Die Uckermark erlebt einen Boom erneuerbarer Energien. Doch gegen neue Solar- und Windkraftanlagen gibt es immer wieder Proteste. Auf der Kommunalebene entscheiden verschiedenen Gremien über mögliche Standorte. Von Riccardo Wittig

Bei den Kommunalwahlen in Brandenburg werden Tausende zum größten Teil ehrenamtliche politische Posten verteilt. Doch wie funktioniert Kommunalpolitik überhaupt, was wird hier entschieden und welche Probleme gibt es? rbb|24 schaut sich in den Landkreisen und kreisfreien Städten um, welche Themen dort relevant sind.

In der Dorfgaststätte im uckermärkischen Haßleben sitzen viele Menschen an kleinen Tischen, überprüfen Stapel von Dokumenten und hören zu. Es ist die Ortsbeiratssitzung. Martina Blum und Timo Mende müssen an diesem Tag über einen Bebauungsplan befinden. "Wir sprechen als Ortsbeirat eine Empfehlung dafür oder dagegen aus", sagt Mende: "Wir haben immer eine Meinung im Gegensatz zu anderen Würdenträgern, die sich gern enthalten."

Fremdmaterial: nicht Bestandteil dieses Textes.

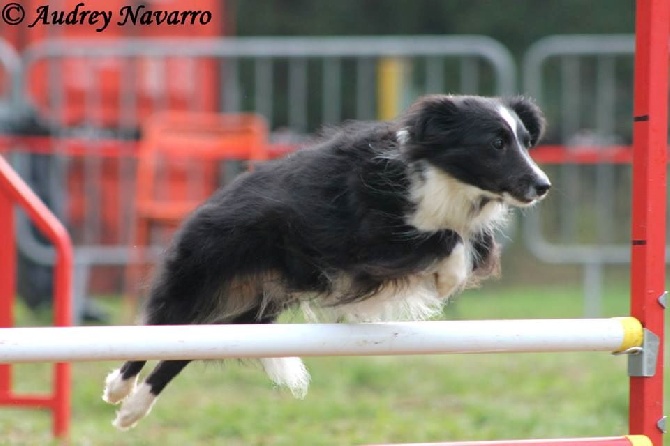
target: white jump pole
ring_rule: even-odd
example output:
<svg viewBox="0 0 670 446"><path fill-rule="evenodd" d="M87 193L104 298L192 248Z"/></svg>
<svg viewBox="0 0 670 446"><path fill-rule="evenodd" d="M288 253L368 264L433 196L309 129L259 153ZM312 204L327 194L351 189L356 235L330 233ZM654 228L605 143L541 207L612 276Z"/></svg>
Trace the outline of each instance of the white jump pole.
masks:
<svg viewBox="0 0 670 446"><path fill-rule="evenodd" d="M282 356L622 351L642 345L631 317L371 324L0 329L0 363Z"/></svg>

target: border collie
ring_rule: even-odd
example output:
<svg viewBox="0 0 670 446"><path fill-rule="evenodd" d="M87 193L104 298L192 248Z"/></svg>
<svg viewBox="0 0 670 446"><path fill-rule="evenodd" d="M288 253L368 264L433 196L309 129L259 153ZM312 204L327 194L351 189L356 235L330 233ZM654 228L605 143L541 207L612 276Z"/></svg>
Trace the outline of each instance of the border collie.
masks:
<svg viewBox="0 0 670 446"><path fill-rule="evenodd" d="M328 129L311 147L219 190L177 231L143 323L270 324L288 308L331 321L421 320L497 272L494 232L551 184L528 149L544 131L529 99L432 95L398 119ZM138 342L142 342L138 340ZM189 360L109 374L103 399L132 427ZM261 360L303 397L300 358Z"/></svg>

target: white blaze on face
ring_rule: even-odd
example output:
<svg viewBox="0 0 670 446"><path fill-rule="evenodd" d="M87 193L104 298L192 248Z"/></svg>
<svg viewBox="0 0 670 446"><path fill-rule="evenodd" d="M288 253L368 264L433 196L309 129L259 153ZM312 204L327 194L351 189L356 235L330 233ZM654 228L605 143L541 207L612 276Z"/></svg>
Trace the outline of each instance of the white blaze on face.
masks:
<svg viewBox="0 0 670 446"><path fill-rule="evenodd" d="M519 135L516 133L517 129L517 123L516 119L514 119L514 116L512 116L512 112L510 112L507 108L503 107L502 105L498 107L498 113L500 113L500 117L505 120L507 125L509 125L509 128L512 130L512 133L514 134L514 140L519 144Z"/></svg>
<svg viewBox="0 0 670 446"><path fill-rule="evenodd" d="M524 148L523 144L521 141L519 141L519 135L517 134L517 120L512 115L512 112L501 105L498 107L498 113L500 114L500 117L503 118L505 122L507 122L510 129L512 130L512 133L514 134L514 141L516 142L516 148L521 153L521 156L526 161L526 163L528 163L528 167L533 171L533 174L535 174L538 181L544 181L548 183L549 177L547 177L547 174L544 173L537 164L535 164L535 161L533 161L530 155L528 155L528 152Z"/></svg>

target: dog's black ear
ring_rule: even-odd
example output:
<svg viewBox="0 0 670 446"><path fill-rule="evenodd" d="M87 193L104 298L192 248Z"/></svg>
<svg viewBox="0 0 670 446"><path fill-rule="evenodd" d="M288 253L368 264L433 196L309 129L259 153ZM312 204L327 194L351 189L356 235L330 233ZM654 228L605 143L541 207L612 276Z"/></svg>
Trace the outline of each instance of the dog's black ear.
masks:
<svg viewBox="0 0 670 446"><path fill-rule="evenodd" d="M410 141L430 143L453 126L458 106L446 95L424 96L407 110L401 119L403 130Z"/></svg>
<svg viewBox="0 0 670 446"><path fill-rule="evenodd" d="M514 110L523 125L530 133L531 146L536 145L544 135L546 121L540 107L532 99L524 96L515 96L504 100L506 106Z"/></svg>

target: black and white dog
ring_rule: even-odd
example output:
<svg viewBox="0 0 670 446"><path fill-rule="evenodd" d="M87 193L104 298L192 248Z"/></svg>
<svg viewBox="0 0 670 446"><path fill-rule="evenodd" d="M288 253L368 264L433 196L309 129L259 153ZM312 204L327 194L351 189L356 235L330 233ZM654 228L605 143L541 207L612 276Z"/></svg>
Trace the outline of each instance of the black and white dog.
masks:
<svg viewBox="0 0 670 446"><path fill-rule="evenodd" d="M302 306L341 321L420 320L495 273L494 231L509 206L551 184L527 150L544 131L529 99L434 95L397 120L351 122L313 146L240 176L176 234L143 323L269 324ZM138 342L142 342L138 340ZM300 358L261 360L304 396ZM103 399L133 426L188 360L146 361L107 377Z"/></svg>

Beide parteilose Politiker bilden das unterste Gremium in der Brandenburger Lokalpolitik. Ihre Entscheidung trägt zur Beschlussfassung der Gemeindevertreter ihrer Großgemeinde Boitzenburger Land bei. Es geht, wie so oft in der Uckermark, um grüne Energie: Ein Investor möchte in Haßleben Liquefied Natural Gas (LNG) - also verflüssigtes Erdgas - herstellen. Das soll aus einer landwirtschaftlichen Biogasanlage ganz in der Nähe kommen. Gleichzeitig soll ein Fernwärmenetz im Dorf entstehen.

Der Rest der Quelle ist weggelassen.